Поступила она в педуниверситет, на филфак. И там все стало складываться удачно. Взбалмошная, немного с дуринкой, она не осталась незамеченной. Как-то стремительно завязался роман с уже не молодым преподавателем. Он был из ее снов: высокий, стройный, седина и борода придавали особый шарм. Она была счастлива. И он, похоже, тоже. Она не допускала мысли, что он, как и ей, читал Анненского трем своим женам. Полтора года пролетели мгновенно. А потом его убили. Застрелили в собственной квартире. В тот день он плохо себя почувствовал и остался дома. В милиции Рита узнала, что следов взлома не обнаружено. Он сам открыл убийцам. В универе поставили огромный портрет с траурной ленточкой, к нему несли цветы, вздыхали и сокрушались, мол, как так, за что, такой прекрасный человек и такой бесславный конец, ах сколько он еще мог трудов написать и сколько талантливых филологов воспитать. И никто не знал, что у почитателя Анненского была еще и другая жизнь. И Рита не знала, но догадывалась. Не вязался облик благородного доцента с людьми, что окружали его вне стен университета. И лексика иногда выдавала его. И квартира, напичканная антиквариатом, тоже вызывала много вопросов.
Рита впервые столкнулась со смертью. Было странно осознавать, что человека больше не будет никогда. В универе ей стало неуютно, и она перевелась на заочку. Забылась быстро. И образ из девичьих снов стал в памяти стираться. Она вспоминала свою первую взрослую  любовь только тогда, когда читала или слышала Анненского. Вспоминала легко.
И тут эта болезнь. Сон стал беспокойным и тревожным. Рита стала бояться ночей. И вдруг ей приснился он. Во сне она летела по винтовой лестнице вверх, перемахивая через полуразрушенные ступеньки. Лестница была странной, она точно выросла под открытым небом на семи ветрах.

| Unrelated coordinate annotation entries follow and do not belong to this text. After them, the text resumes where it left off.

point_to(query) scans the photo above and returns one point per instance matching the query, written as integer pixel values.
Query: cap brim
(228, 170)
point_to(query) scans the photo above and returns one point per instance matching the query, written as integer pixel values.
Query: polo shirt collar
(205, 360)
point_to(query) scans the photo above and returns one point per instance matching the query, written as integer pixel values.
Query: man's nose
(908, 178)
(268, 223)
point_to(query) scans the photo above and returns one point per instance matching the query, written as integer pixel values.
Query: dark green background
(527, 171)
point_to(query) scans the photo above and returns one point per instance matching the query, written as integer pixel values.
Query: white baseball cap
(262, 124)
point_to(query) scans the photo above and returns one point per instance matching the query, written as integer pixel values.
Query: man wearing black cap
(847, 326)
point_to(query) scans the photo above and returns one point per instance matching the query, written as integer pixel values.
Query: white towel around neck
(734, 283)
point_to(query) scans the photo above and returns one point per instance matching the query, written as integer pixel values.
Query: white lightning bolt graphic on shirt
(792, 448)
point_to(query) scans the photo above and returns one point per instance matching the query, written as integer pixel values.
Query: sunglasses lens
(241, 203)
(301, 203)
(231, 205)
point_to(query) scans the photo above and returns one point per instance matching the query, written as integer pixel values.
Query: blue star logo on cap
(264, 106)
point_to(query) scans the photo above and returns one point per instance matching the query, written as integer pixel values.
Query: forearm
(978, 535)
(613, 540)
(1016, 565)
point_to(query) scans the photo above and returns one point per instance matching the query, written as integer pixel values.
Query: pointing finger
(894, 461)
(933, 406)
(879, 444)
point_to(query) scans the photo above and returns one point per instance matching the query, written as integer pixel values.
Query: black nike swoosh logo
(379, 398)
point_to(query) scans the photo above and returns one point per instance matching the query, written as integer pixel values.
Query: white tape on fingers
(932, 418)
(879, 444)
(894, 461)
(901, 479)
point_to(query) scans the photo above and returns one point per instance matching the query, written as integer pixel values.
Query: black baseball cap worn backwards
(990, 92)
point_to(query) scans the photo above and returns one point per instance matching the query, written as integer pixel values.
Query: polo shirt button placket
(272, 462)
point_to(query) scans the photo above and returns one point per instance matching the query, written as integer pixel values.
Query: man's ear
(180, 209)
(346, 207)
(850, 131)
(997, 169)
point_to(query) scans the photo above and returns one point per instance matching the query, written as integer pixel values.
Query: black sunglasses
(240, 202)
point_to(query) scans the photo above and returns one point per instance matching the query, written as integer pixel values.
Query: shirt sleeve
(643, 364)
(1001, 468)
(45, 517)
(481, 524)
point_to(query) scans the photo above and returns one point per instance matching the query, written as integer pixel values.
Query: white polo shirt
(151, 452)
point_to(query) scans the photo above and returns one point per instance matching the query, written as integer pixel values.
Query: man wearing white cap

Рита мчалась по ней и чувствовал, как холодный ветер хлещет лицо, проникает в каждую пору. Было жутко. И вдруг он преградил дорогу, взял за руку и требовательно сказал: «Остановись!»
Проснулась Рита другой. Засобиралась в дорогу. Убежденная, что вернется из путешествия живой и здоровой.
Вернулась. И все встало на свои места. Появился интерес к жизни, а вместе с ним дела, увлечения, друзья. Теперь она вспоминает доцента часто. И всякий раз, когда «и если сомненье тяжело», у него одного просит ответа.